Robin Powell: Hello there. We’re often hearing in the media about emerging industries that seem to offer exciting opportunities for investors. Right now, for instance, there’s plenty of discussion around driverless cars and 3D printing.
But how wise is it to invest heavily in these sorts of areas? Stock market historian Professor Elroy Dimson advises caution, citing as an example automobiles at the start of the last century.
Professor Elroy Dimson: Should you have invested in automobiles? Well, most people would have chosen the wrong automobile company - most of them went bankrupt. One of the problems with identifying winning sectors is that it’s extremely difficult to tell which ones will do well and which ones will do badly, especially if you’re a long-term investor.
RP: So, you shouldn’t get over-excited about emerging industries. Nor should you, according to Professor Dimson, avoid industries that appear to be on the decline.
ED: Railroads turn out to be overtaken in the middle of the 20th century by airlines and trucking, and also shipping. But by the time we’d passed through the bankruptcy of the American railroad system with the Penn Central collapse in the 1960s, if we ran all the way through to 2015, it turns out that the best-performing transportation industry was the railway system. So it can be the case that you buy into a tired industry, and one which appears to have fewer growth prospects, but if you buy at the right price, there may, in the end, be a worthwhile return
RP: The evidence then is clear. Whatever the forecasters might say, rotating between different sectors of the economy is a bad idea. The best policy is to stay widely diversified — not just across industries, but also different regions of the world.
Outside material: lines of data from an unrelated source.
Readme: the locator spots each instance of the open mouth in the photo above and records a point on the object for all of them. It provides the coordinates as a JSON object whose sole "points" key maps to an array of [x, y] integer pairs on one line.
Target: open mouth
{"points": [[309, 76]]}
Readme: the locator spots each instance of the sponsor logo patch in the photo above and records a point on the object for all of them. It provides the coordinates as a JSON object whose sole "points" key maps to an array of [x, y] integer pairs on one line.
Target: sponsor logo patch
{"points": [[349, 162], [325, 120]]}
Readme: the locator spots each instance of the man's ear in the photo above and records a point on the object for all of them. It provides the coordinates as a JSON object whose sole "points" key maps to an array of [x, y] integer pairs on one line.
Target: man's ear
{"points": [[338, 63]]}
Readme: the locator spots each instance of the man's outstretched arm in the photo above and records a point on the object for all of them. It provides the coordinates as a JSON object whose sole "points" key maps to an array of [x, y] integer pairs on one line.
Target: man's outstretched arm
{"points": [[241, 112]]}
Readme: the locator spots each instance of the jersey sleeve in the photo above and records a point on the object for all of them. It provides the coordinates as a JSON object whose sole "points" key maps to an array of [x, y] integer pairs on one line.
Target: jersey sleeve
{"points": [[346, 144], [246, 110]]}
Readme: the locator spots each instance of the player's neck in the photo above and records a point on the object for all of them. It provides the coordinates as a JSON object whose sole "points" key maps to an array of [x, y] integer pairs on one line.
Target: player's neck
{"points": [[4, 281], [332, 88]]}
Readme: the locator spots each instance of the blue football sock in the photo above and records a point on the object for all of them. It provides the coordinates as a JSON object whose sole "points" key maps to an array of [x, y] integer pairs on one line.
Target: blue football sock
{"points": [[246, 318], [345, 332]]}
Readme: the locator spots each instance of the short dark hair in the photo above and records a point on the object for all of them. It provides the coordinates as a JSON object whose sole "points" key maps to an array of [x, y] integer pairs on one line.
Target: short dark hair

ED: The story sounds as though it’s about diversifying across lots of different companies and lots of different sectors, but there are many countries, where the number of industry sectors is extremely small, three or fewer. And so in those cases, an attempt to diversify across industries itself is very difficult unless you diversify globally, so as soon as you think about diversifying across different types of companies, for the global investor, or for any investor that’s in a small market, you’re forced to think about investing internationally.
RP: Thank you, as ever, to Professor Dimson, for those insights — and to you, for watching.